Dissemination is a multistep process, involving escape from the lung, emptying into the draining lymph nodes en route to the lymphatics and bloodstream, and survival and growth in extrapulmonary sites. To determine at which step of dissemination CNLAC1 is involved, mice were infected intravenously. Equal numbers of strain 2E-TUC-4 and 2E-TU-4 were recovered from the brain and spleen at week 3 postinfection (Fig. (Fig.6b).6b). At earlier time points (week 1), similar numbers of laccase-positive and laccase-negative C. neoformans were recovered from the brain (2E-TUC-4, log 5.5 CFU/organ; 2E-TU-4, 5.1 CFU/organ) and spleen (2E-TUC-4, 5.1 CFU/organ; 2E-TU-4, log 5.4 CFU/organ) (data not shown).

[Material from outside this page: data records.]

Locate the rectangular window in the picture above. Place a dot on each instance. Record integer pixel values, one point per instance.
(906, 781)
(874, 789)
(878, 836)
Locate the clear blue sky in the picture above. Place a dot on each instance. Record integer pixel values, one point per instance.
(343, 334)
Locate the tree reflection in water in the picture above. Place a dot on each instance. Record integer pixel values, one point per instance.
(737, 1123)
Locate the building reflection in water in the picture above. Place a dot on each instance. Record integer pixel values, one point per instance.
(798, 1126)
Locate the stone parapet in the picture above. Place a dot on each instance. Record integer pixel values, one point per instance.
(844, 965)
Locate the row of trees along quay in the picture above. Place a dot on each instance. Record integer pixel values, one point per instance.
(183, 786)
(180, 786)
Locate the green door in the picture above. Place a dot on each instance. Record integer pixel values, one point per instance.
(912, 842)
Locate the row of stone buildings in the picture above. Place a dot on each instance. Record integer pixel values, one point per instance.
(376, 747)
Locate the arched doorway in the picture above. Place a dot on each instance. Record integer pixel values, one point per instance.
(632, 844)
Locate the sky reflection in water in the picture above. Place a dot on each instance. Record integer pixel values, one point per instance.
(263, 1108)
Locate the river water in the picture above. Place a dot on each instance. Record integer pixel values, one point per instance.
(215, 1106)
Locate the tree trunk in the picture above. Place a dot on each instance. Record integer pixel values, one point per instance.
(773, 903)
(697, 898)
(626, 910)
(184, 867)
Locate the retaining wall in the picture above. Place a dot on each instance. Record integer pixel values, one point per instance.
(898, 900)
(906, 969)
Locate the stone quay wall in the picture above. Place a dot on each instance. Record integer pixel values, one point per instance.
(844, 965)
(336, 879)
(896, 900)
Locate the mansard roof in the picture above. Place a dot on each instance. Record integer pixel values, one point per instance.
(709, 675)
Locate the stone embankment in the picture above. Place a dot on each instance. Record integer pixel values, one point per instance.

At this time point both strains had exited the microcapillaries and were growing in the brain tissue, resulting in tissue damage (Fig. (Fig.7).7). This indicates that CNLAC1 does not play a role in (i) survival and/or growth in extrapulmonary sites, (ii) survival in the bloodstream en route to other destinations, or (iii) survival within the brain. Instead, these results support a role for CNLAC1 in escape from the lungs, which may explain the role of CNLAC1 in virulence.

FIG. 7.
Photomicrographs of brains at week 1 postinfection in intravenously infected mice. Mice were infected with 106 CFU of C. neoformans strain 2E-TU-4 or 2E-TUC-4, and brains were harvested at week 1 postinfection. Similar cryptococcal burden and tissue destruction ...

DISCUSSION

The goal of our study was to define the role of CNLAC1 in evasion of host defenses in the lung. Increased mortality was observed in mice infected intratracheally with laccase-positive strain 2E-TUC-4, confirming that CNLAC1 is required for virulence. Surprisingly, we did not observe any differences in the ability of these strains to grow in the lungs of infected mice through week 4 postinfection. After week 4, mice infected with 2E-TUC-4 began to die, whereas mice infected with 2E-TU-4 began to clear the infection in the lungs. No differences were observed in leukocyte recruitment or IFN-γ production at during the course of the infection. However, we observed significantly greater numbers of laccase-positive organisms in the brain, spleen, and LALN at week 4 postinfection. This indicates that CNLAC1 plays a role in dissemination of C. neoformans.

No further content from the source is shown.